Various things that are irrelevant

Just for good measure, and for the sake of thoroughness, it is perhaps worth mentioning a few other points that are not relevant to this discussion.

Firstly, it is not possible to declare the language of text using CSS.

Secondly, the doctype that should start any XHTML file may contain what looks to some people like a language declaration. The doctype in the example below contains the text EN, which stands for 'English'. This, however, indicates the language of the schema associated with this document – it has nothing to do with the language of the document itself.

<!DOCTYPE html PUBLIC "-//W3C//DTD XHTML 1.0 Transitional//EN" "http://www.w3.org/TR/xhtml1/DTD/xhtml1-transitional.dtd">

Thirdly, sometimes people assume that information about natural language could be inferred from the character encoding. However, a character encoding does not enable unambiguous identification of a natural language: there must be a one-to-one mapping between encoding and language for this inference to work, and there isn't one. For example, a single character encoding could be used for many languages, eg. Latin 1 (iso-8859-1) could encode both French and English, as well as a great many other languages. In addition, the character encoding can vary over a single language, for example Arabic could use encodings such as 'Windows-1256' or 'ISO-8859-6' or 'UTF-8'.

All this, however, is nowadays moot, since all content should be authored in UTF-8, which covers all but the rarest of languages in a single character encoding.

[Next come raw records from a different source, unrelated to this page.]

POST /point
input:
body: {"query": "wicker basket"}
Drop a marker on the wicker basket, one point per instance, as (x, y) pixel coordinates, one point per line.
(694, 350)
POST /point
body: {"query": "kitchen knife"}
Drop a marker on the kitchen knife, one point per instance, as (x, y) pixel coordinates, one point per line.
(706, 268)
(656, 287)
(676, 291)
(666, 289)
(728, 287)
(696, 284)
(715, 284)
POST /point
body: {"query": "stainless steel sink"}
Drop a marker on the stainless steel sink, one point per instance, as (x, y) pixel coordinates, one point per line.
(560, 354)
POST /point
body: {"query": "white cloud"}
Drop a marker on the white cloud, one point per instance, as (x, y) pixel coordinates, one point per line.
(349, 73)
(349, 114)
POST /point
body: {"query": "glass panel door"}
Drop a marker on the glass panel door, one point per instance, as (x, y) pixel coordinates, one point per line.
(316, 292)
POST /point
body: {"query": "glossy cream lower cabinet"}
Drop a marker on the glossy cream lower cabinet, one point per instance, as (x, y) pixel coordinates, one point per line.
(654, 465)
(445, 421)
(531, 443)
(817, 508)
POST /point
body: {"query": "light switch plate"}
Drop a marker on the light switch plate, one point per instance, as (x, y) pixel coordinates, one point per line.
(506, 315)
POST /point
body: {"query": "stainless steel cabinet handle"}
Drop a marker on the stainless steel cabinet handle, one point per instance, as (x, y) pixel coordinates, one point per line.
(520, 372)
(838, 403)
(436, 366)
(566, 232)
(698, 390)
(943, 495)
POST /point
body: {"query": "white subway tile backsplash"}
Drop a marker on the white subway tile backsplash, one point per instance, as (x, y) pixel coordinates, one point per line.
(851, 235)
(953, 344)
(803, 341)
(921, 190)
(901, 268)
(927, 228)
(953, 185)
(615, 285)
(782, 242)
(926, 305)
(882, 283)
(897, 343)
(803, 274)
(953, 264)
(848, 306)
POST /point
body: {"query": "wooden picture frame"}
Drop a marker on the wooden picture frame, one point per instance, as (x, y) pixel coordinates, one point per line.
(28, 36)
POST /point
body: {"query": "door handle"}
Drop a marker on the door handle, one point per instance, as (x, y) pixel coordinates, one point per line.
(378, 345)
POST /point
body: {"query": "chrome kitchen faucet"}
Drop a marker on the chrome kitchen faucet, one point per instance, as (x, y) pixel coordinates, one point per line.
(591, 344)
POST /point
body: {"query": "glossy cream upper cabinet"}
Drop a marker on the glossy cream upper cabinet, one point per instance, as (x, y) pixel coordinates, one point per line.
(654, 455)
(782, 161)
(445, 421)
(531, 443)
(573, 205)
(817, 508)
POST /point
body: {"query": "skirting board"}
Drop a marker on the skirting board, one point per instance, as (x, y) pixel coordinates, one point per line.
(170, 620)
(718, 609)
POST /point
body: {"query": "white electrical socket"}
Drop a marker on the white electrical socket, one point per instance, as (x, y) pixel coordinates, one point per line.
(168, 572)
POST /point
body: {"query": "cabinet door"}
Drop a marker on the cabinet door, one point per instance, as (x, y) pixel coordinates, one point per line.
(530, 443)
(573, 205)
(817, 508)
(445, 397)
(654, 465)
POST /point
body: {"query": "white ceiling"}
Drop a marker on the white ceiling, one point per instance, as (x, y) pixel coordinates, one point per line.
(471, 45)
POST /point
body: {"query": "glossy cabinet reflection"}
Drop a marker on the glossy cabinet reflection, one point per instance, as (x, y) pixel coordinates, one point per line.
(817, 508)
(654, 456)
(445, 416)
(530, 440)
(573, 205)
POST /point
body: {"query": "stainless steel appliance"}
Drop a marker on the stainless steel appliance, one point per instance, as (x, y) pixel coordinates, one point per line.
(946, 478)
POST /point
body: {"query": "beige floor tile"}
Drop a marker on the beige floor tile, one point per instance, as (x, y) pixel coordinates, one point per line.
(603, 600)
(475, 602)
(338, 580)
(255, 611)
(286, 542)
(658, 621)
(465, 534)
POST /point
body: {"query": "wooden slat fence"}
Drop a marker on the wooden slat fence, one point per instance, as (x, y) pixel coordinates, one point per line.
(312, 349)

The same goes for text direction. As with encodings and language, there is not always a one-to-one mapping between language and script, and therefore directionality. For example, Azerbaijani can be written using both right-to-left and left-to-right scripts, and the language code az can be relevant for either. In addition, text direction markup used with inline text applies a range of different values to the text, whereas language is a simple switch that is not up to the tasks required.